From one set up that I saw, a fellow dubber from England used a proportion valve for each side of the beam. I can't exactly see how this is set up. Can somebody send me some clearer photos of their setup and explain how to do it. Completely, like if they had to run new hard lines to how many proportion valves. It almost looks like he used one for each side but I cannot see it clearly. And is it good to use copper hard lines? I need help so I can get this done. Thanks


----------



## stratocaster (Jul 13, 2004)

It looks to me like he only has a proportioning valve on one side. Theres no reason why you would need two back there. All you should need to do is run new lines into a single proportioning valve, and out into each caliper. 

People use copper lines because they're supposedly easier to bend, but lines are lines. Its not going to make a difference what metal they're made of once they're installed. All I can say is be EXTREMELY careful when bending new lines, and use the correct tools to do it. Obviously you don't want to end up with a kink somewhere.

I'm a MK4 guy, so I'm not extremely familiar with the setup on the older VWs. However, I'm a mechanic by trade, so this is my best advice based on the information I have.
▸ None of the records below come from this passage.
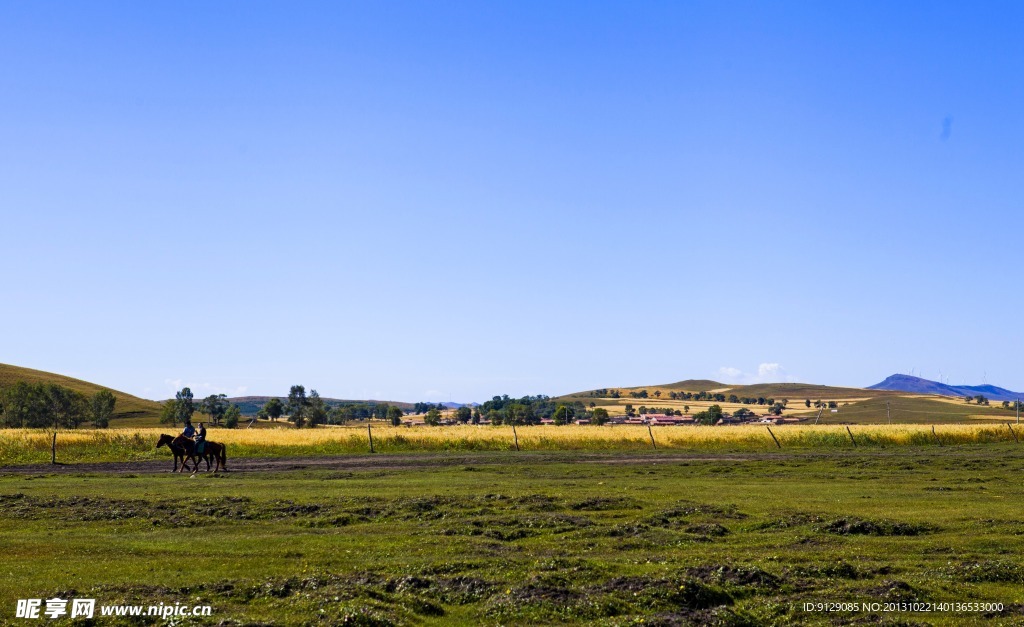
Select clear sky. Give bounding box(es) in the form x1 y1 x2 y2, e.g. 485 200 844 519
2 1 1022 402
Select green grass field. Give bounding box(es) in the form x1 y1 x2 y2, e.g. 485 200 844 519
813 396 1016 424
3 446 1024 625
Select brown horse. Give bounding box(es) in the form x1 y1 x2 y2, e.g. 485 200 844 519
195 440 228 472
156 434 199 473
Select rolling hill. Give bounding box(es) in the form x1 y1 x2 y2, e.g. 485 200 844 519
0 362 163 423
869 374 1024 402
557 376 1021 424
560 379 897 402
653 379 729 391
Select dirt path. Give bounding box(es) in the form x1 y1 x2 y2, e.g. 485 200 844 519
0 450 788 475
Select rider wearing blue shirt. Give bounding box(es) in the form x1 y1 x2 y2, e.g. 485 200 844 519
182 420 196 440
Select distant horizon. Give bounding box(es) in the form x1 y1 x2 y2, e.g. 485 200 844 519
7 361 1020 405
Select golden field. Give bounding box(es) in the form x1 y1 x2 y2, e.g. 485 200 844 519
2 422 1023 465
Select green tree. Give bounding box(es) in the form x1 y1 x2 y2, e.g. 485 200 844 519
552 405 572 425
330 405 354 424
263 398 284 421
693 404 724 426
1 382 46 428
43 384 88 430
386 405 404 426
224 404 241 428
424 407 442 426
200 394 229 426
455 406 472 423
175 387 195 425
90 390 117 428
287 385 308 428
159 399 178 425
591 407 610 425
307 390 328 427
505 403 535 426
471 407 481 425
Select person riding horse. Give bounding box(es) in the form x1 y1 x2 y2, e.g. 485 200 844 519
156 418 228 473
195 422 207 456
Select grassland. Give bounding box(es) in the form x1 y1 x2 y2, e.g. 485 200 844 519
4 424 1024 466
814 396 1018 424
0 363 163 423
3 445 1024 625
551 395 1018 425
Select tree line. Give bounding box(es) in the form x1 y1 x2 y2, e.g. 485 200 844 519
160 388 243 428
159 386 412 429
0 382 116 428
476 395 610 426
263 385 406 428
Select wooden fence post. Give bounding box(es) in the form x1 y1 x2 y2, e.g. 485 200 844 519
846 426 857 447
368 422 375 453
647 425 657 449
767 427 781 449
512 425 520 451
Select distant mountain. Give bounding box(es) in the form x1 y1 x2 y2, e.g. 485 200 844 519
868 374 1024 402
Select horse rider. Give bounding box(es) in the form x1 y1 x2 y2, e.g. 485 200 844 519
195 422 207 455
182 419 196 440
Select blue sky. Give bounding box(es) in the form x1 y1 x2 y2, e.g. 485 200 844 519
2 1 1022 402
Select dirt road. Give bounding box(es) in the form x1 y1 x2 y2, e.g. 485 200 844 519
0 450 786 475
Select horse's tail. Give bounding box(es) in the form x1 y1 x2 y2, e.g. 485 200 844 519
219 443 227 470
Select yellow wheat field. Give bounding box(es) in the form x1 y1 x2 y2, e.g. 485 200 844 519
2 423 1022 465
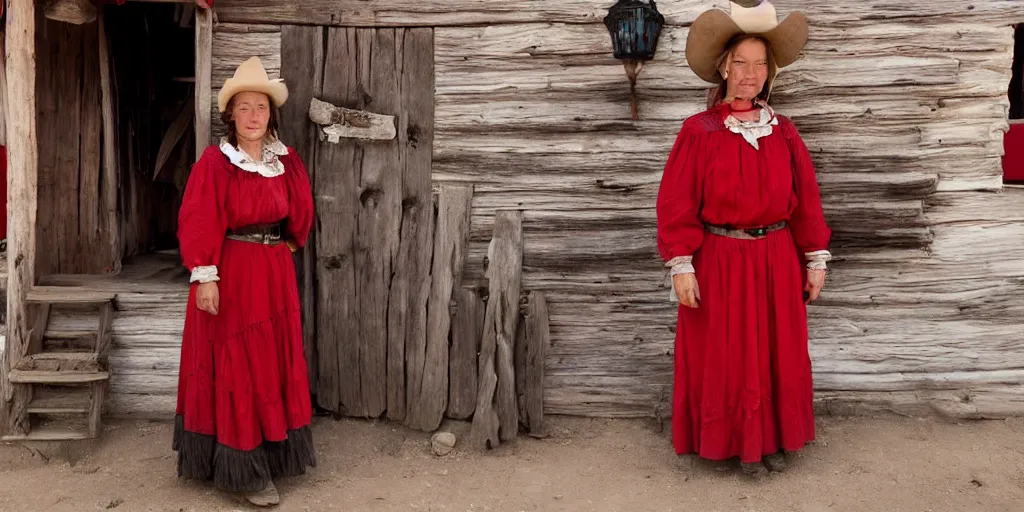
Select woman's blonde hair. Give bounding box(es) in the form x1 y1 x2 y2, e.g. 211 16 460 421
705 34 778 109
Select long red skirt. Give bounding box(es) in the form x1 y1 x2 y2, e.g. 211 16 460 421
173 239 315 493
672 228 815 463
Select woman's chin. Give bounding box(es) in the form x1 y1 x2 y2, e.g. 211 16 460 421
239 131 266 141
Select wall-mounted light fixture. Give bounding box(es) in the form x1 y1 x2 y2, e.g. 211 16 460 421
603 0 665 120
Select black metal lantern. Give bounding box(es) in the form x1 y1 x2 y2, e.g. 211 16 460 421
603 0 665 120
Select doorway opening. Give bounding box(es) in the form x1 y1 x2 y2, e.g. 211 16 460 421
105 2 197 259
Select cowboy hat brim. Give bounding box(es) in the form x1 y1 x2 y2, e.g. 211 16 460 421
685 8 808 84
217 78 289 112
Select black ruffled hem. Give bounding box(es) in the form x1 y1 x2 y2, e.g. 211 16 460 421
172 414 317 493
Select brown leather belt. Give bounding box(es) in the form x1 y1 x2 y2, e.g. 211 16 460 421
704 221 787 240
226 221 285 245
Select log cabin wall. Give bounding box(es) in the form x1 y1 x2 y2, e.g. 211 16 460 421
202 0 1024 420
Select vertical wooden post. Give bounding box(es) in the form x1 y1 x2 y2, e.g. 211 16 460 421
2 0 39 436
194 7 212 159
98 8 121 274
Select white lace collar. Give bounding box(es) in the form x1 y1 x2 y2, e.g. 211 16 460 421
219 137 289 178
723 102 779 150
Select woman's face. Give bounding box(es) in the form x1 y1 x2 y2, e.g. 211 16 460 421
231 91 271 142
723 38 769 101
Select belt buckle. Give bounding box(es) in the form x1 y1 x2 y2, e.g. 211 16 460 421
745 227 767 238
261 232 272 245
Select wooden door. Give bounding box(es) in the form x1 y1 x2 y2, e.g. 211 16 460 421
279 26 435 421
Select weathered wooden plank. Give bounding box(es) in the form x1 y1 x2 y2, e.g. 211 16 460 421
773 0 1022 26
3 0 40 436
470 211 523 447
308 97 397 142
98 10 120 273
78 23 103 270
408 184 472 431
35 17 83 275
314 27 360 415
517 291 549 436
447 287 484 420
213 0 716 27
280 23 324 405
194 8 212 154
88 380 105 437
352 28 402 419
387 28 434 423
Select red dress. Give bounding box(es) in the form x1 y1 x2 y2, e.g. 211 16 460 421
172 144 316 493
656 104 831 464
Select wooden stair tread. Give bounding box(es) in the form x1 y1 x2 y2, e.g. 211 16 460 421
9 369 109 384
26 352 98 362
28 390 92 414
44 330 98 340
1 425 92 441
14 352 100 372
26 286 116 304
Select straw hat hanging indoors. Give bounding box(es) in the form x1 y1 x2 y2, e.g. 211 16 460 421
685 0 809 84
217 56 289 112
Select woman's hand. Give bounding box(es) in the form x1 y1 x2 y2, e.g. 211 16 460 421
672 273 700 308
805 269 826 304
196 282 220 315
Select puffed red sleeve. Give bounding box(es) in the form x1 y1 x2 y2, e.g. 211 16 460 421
656 124 706 262
782 119 832 254
284 150 314 248
177 148 229 282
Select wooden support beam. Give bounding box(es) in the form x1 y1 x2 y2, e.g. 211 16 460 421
98 8 121 274
2 0 40 437
194 7 212 158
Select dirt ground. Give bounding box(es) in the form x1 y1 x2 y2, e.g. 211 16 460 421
0 414 1022 512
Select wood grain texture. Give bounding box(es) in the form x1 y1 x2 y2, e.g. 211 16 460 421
517 291 548 435
280 24 324 404
314 27 359 415
408 184 471 431
389 28 435 426
447 287 484 420
212 0 719 27
98 11 121 273
194 9 212 154
3 0 40 436
470 211 523 447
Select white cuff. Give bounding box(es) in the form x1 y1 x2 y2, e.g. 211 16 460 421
190 265 220 283
665 256 695 275
805 250 831 270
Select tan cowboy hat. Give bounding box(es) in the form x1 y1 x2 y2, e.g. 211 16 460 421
217 56 289 112
685 0 808 84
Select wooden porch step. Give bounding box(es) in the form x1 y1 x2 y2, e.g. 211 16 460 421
1 425 91 442
8 369 109 384
13 352 100 372
25 286 116 305
27 388 92 414
44 329 98 340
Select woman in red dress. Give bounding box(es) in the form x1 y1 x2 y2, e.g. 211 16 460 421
657 1 831 476
173 56 315 506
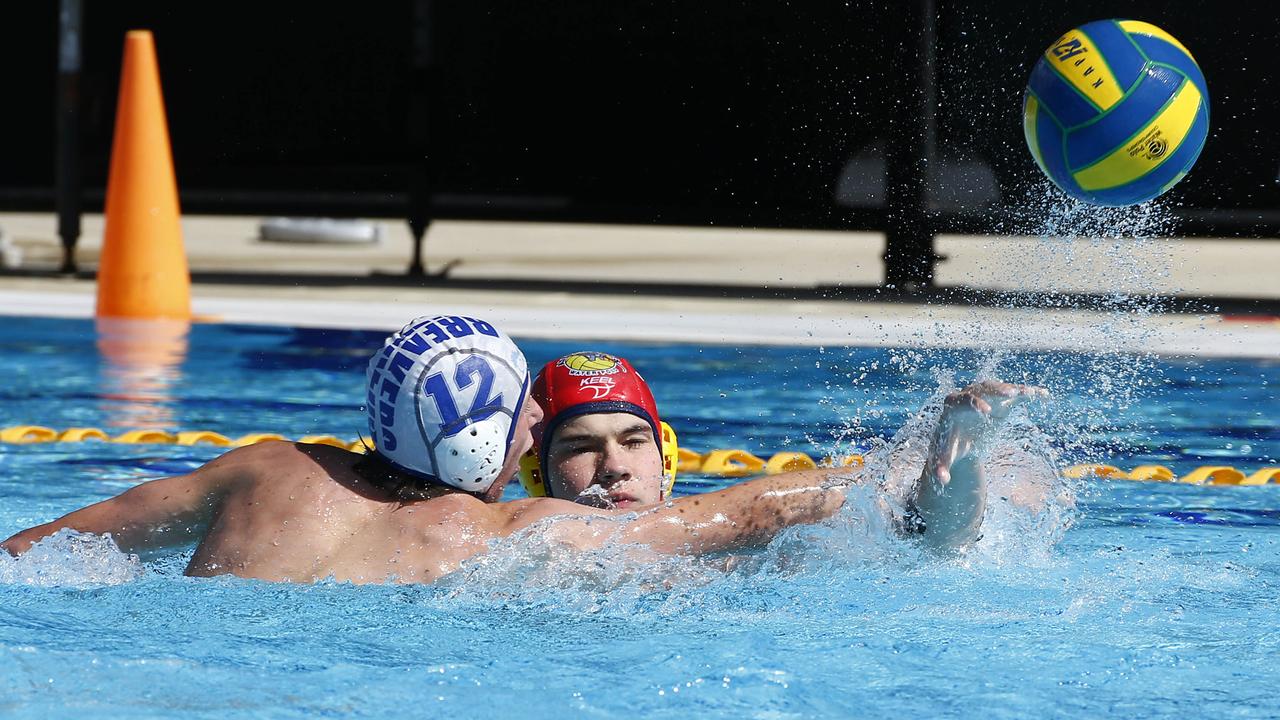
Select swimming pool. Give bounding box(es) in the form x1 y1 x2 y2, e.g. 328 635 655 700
2 316 1278 718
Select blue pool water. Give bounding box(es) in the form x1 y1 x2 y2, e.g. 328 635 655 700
2 316 1279 718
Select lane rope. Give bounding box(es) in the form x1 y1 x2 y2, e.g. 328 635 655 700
1 425 1276 485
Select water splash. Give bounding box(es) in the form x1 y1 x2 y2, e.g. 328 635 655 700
1006 187 1179 465
0 529 145 587
427 441 1071 619
573 484 616 509
851 373 1076 566
812 184 1187 548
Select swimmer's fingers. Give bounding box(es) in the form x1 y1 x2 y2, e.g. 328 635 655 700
964 381 1047 400
988 384 1050 418
930 383 1049 479
964 382 1049 420
943 387 991 416
1005 383 1050 399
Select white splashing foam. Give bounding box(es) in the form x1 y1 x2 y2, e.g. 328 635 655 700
842 374 1077 569
0 529 145 587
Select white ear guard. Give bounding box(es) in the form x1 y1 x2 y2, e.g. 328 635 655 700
434 418 507 490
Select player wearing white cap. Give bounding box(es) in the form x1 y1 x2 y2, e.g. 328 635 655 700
2 315 1044 582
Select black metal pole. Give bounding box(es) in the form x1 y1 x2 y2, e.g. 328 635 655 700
56 0 83 275
882 0 940 291
406 0 434 277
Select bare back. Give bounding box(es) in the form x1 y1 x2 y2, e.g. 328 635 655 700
189 443 505 584
4 444 861 584
0 442 512 585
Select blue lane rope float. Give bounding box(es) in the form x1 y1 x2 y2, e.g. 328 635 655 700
1 425 1277 484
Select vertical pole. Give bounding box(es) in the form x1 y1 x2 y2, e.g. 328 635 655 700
406 0 434 277
882 0 939 291
56 0 83 275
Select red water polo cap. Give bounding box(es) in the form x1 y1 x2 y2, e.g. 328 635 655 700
531 352 662 487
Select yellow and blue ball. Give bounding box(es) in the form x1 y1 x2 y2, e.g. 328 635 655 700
1023 19 1209 206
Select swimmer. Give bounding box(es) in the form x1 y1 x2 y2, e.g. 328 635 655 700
1 316 1045 583
519 351 676 509
520 351 1047 550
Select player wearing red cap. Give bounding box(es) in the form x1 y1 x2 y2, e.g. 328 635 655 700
515 351 1048 552
4 322 1047 583
519 352 676 509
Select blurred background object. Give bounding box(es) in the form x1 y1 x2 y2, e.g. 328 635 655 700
0 0 1275 289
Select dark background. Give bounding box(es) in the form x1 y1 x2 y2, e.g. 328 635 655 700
2 1 1276 231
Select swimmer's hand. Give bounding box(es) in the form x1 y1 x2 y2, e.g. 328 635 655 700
931 381 1049 480
908 381 1049 550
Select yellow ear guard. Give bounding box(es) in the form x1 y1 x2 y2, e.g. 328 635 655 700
518 451 548 497
519 421 679 499
659 421 678 497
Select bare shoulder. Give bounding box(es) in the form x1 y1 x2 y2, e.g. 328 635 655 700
496 497 611 534
404 492 504 542
220 441 357 484
386 489 501 550
501 496 580 521
423 491 491 516
203 439 306 471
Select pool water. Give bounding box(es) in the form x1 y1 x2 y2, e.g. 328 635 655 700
2 316 1279 718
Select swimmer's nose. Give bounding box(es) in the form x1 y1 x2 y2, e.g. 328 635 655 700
528 398 545 424
598 442 632 485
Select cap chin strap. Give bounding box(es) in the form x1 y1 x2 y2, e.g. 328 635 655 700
519 421 679 498
435 418 507 493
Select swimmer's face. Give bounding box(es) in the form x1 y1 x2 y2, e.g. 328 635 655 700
545 413 665 509
482 389 543 503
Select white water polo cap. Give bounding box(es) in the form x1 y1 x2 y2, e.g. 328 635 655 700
366 315 529 494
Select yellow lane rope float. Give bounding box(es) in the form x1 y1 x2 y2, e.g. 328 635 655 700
1 425 1278 485
0 426 360 451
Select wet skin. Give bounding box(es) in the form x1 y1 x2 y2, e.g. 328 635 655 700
544 413 666 509
0 392 845 583
0 397 545 584
1 382 1045 583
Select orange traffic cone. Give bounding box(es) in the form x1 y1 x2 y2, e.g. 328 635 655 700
96 30 190 320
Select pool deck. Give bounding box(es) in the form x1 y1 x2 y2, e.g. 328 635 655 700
1 211 1278 358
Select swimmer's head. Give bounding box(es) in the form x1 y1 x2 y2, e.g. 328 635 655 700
522 352 676 508
365 315 537 499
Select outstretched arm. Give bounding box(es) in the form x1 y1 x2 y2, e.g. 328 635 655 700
502 381 1045 556
906 381 1048 550
622 468 851 553
504 467 855 555
1 446 253 556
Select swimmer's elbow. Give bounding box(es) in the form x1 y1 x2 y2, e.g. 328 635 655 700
1 523 54 557
0 536 20 557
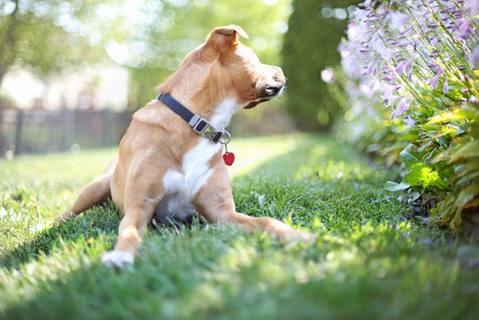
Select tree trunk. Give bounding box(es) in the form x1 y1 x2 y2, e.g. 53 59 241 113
0 63 6 88
0 0 20 90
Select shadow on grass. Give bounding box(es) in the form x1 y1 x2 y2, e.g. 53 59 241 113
0 134 389 270
1 134 399 270
1 206 209 270
0 205 120 269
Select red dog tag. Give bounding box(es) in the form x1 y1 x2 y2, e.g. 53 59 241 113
223 152 235 166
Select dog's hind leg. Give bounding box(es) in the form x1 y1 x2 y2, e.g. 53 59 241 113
55 155 119 221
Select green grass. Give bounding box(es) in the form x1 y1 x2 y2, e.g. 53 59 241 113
1 134 479 319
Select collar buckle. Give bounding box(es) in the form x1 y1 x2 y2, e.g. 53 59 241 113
189 115 224 143
205 125 225 144
189 115 209 134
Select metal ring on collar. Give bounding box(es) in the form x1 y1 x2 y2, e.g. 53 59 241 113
219 130 232 145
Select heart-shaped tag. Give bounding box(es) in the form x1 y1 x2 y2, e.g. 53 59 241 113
223 152 235 166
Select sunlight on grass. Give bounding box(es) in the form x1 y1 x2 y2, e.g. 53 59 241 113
0 148 118 185
1 134 478 319
226 134 299 177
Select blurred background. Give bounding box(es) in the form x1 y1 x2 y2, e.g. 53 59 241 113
0 0 361 157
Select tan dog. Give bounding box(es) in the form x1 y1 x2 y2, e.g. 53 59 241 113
58 25 314 267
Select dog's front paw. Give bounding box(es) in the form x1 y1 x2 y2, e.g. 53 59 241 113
101 251 134 268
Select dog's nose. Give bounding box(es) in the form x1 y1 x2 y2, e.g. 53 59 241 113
259 66 285 97
264 84 283 96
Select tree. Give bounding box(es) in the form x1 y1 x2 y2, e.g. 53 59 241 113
1 0 292 110
281 0 362 131
0 0 121 89
117 0 292 108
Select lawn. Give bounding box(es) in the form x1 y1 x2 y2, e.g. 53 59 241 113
0 134 478 319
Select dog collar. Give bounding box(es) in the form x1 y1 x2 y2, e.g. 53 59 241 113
157 93 231 144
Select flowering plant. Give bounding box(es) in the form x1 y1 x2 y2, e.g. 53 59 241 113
336 0 479 230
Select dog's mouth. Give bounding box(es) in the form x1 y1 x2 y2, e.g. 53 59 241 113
243 99 270 109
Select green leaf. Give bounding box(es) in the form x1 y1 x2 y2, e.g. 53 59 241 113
403 164 431 187
456 159 479 179
449 140 479 163
429 109 478 123
453 185 479 213
457 170 479 185
403 163 448 190
384 181 411 192
436 136 449 148
453 128 466 136
435 160 455 179
399 144 423 167
411 191 421 201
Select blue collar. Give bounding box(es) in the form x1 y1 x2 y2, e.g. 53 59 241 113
157 93 230 144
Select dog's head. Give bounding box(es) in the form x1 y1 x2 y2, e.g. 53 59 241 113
158 25 285 125
204 25 286 109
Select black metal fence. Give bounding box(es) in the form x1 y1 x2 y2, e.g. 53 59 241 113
0 109 134 156
0 105 295 157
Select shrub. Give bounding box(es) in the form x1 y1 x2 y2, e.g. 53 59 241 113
335 0 479 231
282 0 362 131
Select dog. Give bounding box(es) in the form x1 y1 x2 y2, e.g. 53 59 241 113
58 25 314 267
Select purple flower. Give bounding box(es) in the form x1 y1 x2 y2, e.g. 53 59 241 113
426 72 442 89
408 66 413 80
460 20 471 34
388 11 409 31
470 46 479 66
390 97 411 119
403 115 416 129
404 56 415 70
403 56 415 79
443 76 449 94
468 0 479 11
470 95 478 103
381 83 401 99
369 32 380 46
370 40 397 60
367 57 379 76
386 95 403 107
447 24 457 32
394 61 404 74
426 148 436 161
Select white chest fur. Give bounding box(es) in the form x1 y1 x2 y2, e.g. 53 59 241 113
209 98 245 129
153 138 222 225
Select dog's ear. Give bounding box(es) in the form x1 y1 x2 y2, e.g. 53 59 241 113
206 25 249 54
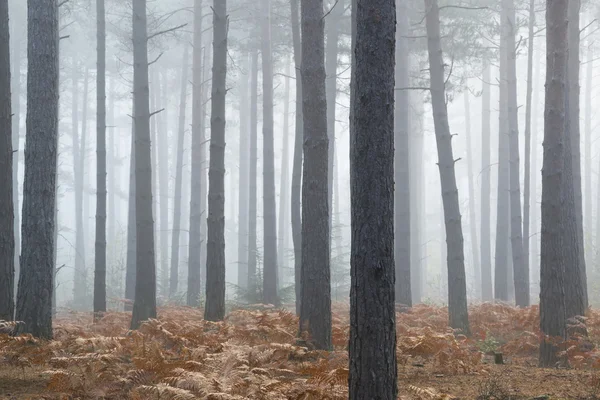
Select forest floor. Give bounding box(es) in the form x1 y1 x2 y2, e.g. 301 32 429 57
0 303 599 399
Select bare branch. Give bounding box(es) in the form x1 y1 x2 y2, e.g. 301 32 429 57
147 23 188 42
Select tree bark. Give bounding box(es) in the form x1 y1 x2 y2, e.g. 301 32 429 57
261 0 279 306
290 0 303 314
170 45 189 298
0 0 14 321
349 0 397 397
15 0 59 338
480 63 492 301
299 0 331 350
130 0 157 329
94 0 107 315
394 0 411 307
188 0 204 307
204 0 227 321
424 0 470 334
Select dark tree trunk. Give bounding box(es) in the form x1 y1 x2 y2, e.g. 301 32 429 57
424 0 470 334
348 0 397 397
290 0 303 315
188 0 204 307
170 45 189 297
130 0 157 329
15 0 59 338
204 0 227 321
248 48 258 298
539 0 567 367
0 0 14 322
94 0 107 315
480 64 492 301
394 0 411 307
299 0 331 351
261 0 279 306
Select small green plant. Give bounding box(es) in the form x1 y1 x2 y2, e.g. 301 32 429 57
478 333 500 354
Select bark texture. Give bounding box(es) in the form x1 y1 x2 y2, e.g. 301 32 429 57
348 0 398 397
299 0 331 351
539 0 567 367
204 0 227 322
424 0 470 334
16 0 59 338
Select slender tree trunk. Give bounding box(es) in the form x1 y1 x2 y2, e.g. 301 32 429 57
0 0 14 321
290 0 303 314
170 45 189 298
424 0 470 334
80 68 90 305
16 0 59 338
261 0 279 306
94 0 107 315
349 0 397 396
504 0 528 307
248 48 258 298
108 75 116 259
299 0 331 350
204 0 228 321
130 0 157 329
125 121 136 311
531 40 541 292
188 0 204 307
463 90 480 300
10 18 20 303
410 92 424 304
157 70 169 298
237 54 249 290
277 57 290 287
539 0 567 367
567 0 588 309
585 22 593 263
394 0 411 307
480 63 492 301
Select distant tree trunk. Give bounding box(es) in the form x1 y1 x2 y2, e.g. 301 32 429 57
325 0 342 250
80 67 90 304
261 0 279 306
15 0 59 339
522 0 535 301
130 0 157 329
125 121 136 311
424 0 470 334
238 53 249 290
299 0 331 350
170 45 189 298
410 91 424 304
585 24 593 263
539 0 567 367
530 41 541 291
480 63 493 301
94 0 107 315
504 0 528 307
394 0 411 307
248 48 258 298
463 90 480 300
277 57 290 287
0 0 14 321
290 0 303 314
108 75 116 258
10 18 20 302
157 71 169 298
495 13 510 302
188 0 204 307
567 0 588 310
204 0 227 322
349 0 397 397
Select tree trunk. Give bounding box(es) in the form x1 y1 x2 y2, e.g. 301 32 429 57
585 22 594 265
424 0 470 334
237 54 249 291
188 0 204 307
261 0 279 306
10 17 20 303
410 91 424 304
290 0 303 315
480 63 492 301
463 90 480 300
157 71 169 298
349 0 397 396
567 0 588 309
94 0 107 315
539 0 567 367
125 120 136 311
130 0 157 329
299 0 331 350
495 14 510 302
394 0 411 307
204 0 227 321
108 74 116 261
530 38 541 294
170 45 189 298
248 47 258 299
0 0 14 321
504 0 528 307
277 57 290 287
15 0 59 338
Hope it helps. :thumbup:


----------



## engai69 (Sep 9, 2005)

stratocaster said:


> It looks to me like he only has a proportioning valve on one side. Theres no reason why you would need two back there. All you should need to do is run new lines into a single proportioning valve, and out into each caliper.
> 
> People use copper lines because they're supposedly easier to bend, but lines are lines. Its not going to make a difference what metal they're made of once they're installed. All I can say is be EXTREMELY careful when bending new lines, and use the correct tools to do it. Obviously you don't want to end up with a kink somewhere.
> 
> I'm a MK4 guy, so I'm not extremely familiar with the setup on the older VWs. However, I'm a mechanic by trade, so this is my best advice based on the information I have. Hope it helps. :thumbup:


Yes, this helps because I wasn't sure how he had the other side hooked up? I did not see a line running from the proportioning valve to the other side but I see something hooked up on that far side. 

Not sure if I will use copper, lol, people have been stealing copper to sell because of the economy. lol


----------



## germancarnut51 (Mar 23, 2008)

Copper is too soft for use on a car (work hardens, comes brittle and breaks).

If I were you, I go to a junkyard and get a set of brake lines from a MKIII ABA car.

I'd use the single proportioning valve setup from a MKIII ABA car, and get a proportioning valve from an appropriate car (if you have rear drum brakes, get a proportioning valve from a drum brake car, and if you're running rear disc brakes, get the proportioing valve from a rear disc brake car).


----------



## engai69 (Sep 9, 2005)

germancarnut51 said:


> Copper is too soft for use on a car (work hardens, comes brittle and breaks).
> 
> If I were you, I go to a junkyard and get a set of brake lines from a MKIII ABA car.
> 
> I'd use the single proportioning valve setup from a MKIII ABA car, and get a proportioning valve from an appropriate car (if you have rear drum brakes, get a proportioning valve from a drum brake car, and if you're running rear disc brakes, get the proportioing valve from a rear disc brake car).



Great info also. I didn't know the MK3 lines would fit on the MK2 like that. I thought that they were too long but if everything is plug and play, that's the way that I will go. Used lines and a proportioning valve should be inexpensive from the junkyard.


----------



## engai69 (Sep 9, 2005)

Anyone have pics of their mk3 rear beam swap on a Mk2? I want to see how you set the rear proportion valve up?


----------